For many in the manufacturing industry, artificial intelligence has long been treated as a solution in search of a problem. But as the technology matures, the real barrier to scaling AI has shifted from a technical challenge to a cultural one: the failure within organizations to communicate, document, and share what their teams are learning. That internal challenge now poses a serious disadvantage, as external pressures from labor shortages, rising costs, and digital acceleration make finding new operational efficiencies more urgent than ever.
Douglas Kent, Executive Vice President at the Association for Supply Chain Management and a former senior leader at PwC and Avnet, has built his career at the intersection of strategy and operations. A recognized global speaker and co-Author of the new book Sustainable Supply Chain Orchestration, he believes that unlocking AI's potential requires changing the focus from the technology itself to the stories organizations tell about it.
"If you want AI to scale, track your hypothesis, trace the result, and tell the story. Inside the company and even on a stage. People are desperate to hear real use cases," says Kent. But you can't tell those stories without first building trust. Instead of demanding blind faith in algorithms, Kent insists the focus should be on developing a functional framework for human oversight.
Finding balance: "You can’t pretend AI is infallible. It will deliver insights and it will also hallucinate," he says. "The real skill is knowing when the model can run on its own and when the human loop needs to step in to guide, confirm, or correct the result." Getting that balance right is the only way AI moves beyond a pilot and becomes a repeatable capability.
When that trust isn't scaled through shared stories, progress stalls. Kent notes that cultural differences between industries can dictate the pace of adoption; risk-averse sectors like aerospace and defense are slower to trust automated outputs than CPG companies, for example. In that gap of acceptance, learnings can get lost. Pilot programs often remain isolated and their results are not shared, preventing other teams from following a proven growth strategy or learning from peers who have scaled AI successfully.
A story untold: For Kent, this failure comes down to a single, overlooked discipline. "The biggest thing companies miss out on is storytelling. We sit in these islands of isolation and don’t tell the rest of the organization what we tried, what failed, and what actually worked." That failure to share becomes a growing challenge as external pressures demand a more systemic approach. "Digital doesn’t mean doing the same wrong things faster. It means rethinking what you do, how you do it, and making sure you’re sharing the story of what the technology actually proved."

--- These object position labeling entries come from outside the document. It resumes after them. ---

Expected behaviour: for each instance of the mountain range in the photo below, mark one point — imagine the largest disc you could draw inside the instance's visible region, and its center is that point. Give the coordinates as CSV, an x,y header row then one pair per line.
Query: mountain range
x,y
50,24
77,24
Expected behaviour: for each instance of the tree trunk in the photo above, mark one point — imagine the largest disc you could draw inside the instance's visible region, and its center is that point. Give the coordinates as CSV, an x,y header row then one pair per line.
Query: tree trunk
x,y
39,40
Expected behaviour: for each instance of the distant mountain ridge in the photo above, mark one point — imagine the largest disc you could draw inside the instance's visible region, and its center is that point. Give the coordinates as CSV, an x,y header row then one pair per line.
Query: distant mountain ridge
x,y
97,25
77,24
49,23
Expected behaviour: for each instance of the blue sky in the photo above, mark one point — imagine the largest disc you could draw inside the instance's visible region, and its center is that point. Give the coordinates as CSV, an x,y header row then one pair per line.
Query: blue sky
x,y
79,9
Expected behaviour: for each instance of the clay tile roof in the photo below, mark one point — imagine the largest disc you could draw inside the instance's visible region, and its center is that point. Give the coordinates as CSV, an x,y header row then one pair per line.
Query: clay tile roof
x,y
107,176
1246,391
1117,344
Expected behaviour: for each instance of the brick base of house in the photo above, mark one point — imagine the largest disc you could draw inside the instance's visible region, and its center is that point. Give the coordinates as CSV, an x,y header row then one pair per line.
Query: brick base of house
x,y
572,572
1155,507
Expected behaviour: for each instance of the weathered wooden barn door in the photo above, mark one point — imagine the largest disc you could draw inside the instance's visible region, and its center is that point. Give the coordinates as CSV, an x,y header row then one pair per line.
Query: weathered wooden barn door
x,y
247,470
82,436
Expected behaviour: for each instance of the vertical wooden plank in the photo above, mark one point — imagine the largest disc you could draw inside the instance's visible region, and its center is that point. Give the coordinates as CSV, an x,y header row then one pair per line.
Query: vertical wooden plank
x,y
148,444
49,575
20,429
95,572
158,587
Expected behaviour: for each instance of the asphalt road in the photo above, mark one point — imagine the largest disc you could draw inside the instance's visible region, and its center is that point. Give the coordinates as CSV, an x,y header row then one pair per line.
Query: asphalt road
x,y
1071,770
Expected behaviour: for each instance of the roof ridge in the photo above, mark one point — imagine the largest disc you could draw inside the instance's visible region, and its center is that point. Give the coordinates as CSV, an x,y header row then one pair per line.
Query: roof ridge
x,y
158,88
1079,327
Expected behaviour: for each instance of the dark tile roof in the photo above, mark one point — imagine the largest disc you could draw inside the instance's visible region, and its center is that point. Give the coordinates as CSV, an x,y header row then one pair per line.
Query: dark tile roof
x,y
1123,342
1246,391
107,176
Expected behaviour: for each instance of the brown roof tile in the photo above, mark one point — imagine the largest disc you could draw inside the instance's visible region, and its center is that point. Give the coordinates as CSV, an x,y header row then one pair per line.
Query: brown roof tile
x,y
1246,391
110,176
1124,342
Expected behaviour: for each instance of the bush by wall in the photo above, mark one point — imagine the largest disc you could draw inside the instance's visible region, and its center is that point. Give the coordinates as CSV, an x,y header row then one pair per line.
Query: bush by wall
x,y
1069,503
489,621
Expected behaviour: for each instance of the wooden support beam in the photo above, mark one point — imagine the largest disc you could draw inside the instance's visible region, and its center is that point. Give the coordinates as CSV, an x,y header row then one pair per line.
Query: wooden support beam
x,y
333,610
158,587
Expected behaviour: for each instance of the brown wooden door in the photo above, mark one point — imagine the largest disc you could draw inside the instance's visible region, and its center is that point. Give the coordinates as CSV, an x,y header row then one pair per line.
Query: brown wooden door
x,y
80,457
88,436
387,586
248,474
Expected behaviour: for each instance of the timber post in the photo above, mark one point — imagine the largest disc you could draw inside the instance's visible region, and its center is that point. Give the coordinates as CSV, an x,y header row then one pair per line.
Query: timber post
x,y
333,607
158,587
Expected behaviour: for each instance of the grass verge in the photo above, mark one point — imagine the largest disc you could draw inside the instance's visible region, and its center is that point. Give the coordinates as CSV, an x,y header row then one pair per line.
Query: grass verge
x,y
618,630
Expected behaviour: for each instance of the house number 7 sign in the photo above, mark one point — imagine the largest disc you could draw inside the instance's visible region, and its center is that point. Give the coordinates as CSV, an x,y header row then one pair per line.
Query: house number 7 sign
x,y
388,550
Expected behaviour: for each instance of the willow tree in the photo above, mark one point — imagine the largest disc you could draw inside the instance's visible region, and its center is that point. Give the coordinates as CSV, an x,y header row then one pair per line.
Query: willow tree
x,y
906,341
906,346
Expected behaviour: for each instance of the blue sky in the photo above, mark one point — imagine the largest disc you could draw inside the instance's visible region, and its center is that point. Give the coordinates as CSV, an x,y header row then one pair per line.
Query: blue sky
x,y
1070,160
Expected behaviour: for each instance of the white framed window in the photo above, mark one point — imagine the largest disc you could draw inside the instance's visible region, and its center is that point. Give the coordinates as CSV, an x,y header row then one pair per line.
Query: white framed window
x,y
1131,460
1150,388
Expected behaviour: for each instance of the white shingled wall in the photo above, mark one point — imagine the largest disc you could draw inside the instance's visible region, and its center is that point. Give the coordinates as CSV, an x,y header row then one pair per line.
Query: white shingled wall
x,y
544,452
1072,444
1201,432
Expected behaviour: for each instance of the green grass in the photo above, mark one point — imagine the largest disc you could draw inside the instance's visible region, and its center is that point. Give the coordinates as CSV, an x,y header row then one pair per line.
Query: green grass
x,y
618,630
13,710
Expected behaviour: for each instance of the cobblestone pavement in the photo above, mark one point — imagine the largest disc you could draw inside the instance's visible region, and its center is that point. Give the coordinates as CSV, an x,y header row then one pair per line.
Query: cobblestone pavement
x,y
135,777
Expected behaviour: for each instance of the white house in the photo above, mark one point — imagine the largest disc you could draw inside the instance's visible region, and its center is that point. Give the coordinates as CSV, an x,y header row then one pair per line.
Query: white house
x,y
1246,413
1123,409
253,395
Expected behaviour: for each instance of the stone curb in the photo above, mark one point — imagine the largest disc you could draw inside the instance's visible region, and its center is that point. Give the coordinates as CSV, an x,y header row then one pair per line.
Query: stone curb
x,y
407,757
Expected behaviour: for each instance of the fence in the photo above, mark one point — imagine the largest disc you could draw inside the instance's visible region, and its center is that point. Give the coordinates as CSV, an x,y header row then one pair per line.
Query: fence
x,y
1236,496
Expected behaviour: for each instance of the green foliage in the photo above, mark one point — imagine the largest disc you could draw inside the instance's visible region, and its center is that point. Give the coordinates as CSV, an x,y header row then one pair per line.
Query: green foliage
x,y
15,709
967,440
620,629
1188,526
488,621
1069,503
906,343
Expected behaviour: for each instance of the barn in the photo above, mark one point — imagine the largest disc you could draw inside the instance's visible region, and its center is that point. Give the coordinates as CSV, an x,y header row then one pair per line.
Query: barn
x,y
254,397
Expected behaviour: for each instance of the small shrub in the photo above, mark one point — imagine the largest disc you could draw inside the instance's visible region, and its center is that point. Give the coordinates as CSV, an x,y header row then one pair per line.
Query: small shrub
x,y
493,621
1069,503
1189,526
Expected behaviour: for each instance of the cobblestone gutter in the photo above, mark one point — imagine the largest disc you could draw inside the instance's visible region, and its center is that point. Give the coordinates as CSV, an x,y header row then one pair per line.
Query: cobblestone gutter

Connected advantage: What makes AI transformative in manufacturing is not the novelty of self-diagnosing machines or automated scheduling, it's the connection it creates which allows the supply chain to respond as one system rather than a series of handoffs. "The value shows up when AI connects planning and manufacturing into one continuous flow. Once those pieces move together, the whole operation can respond more fluidly to disruptions and protect itself from cost pressure and tariff volatility," explains Kent. With cost structures shifting and demand patterns becoming harder to predict, that integrated view is becoming more essential than ever.
Technology can accelerate progress, but people determine whether that progress lasts. For AI to scale, teams need the skills to oversee the human loop, evaluate results, and turn their experiences into stories the rest of the organization can use. Kent's final point is that the talent gap often matters more than the technical one. "We have to keep pace between talent and technology," he concludes. "If the talent isn’t there to know how to use it effectively, then you get in the situation where the ROI goes upside down."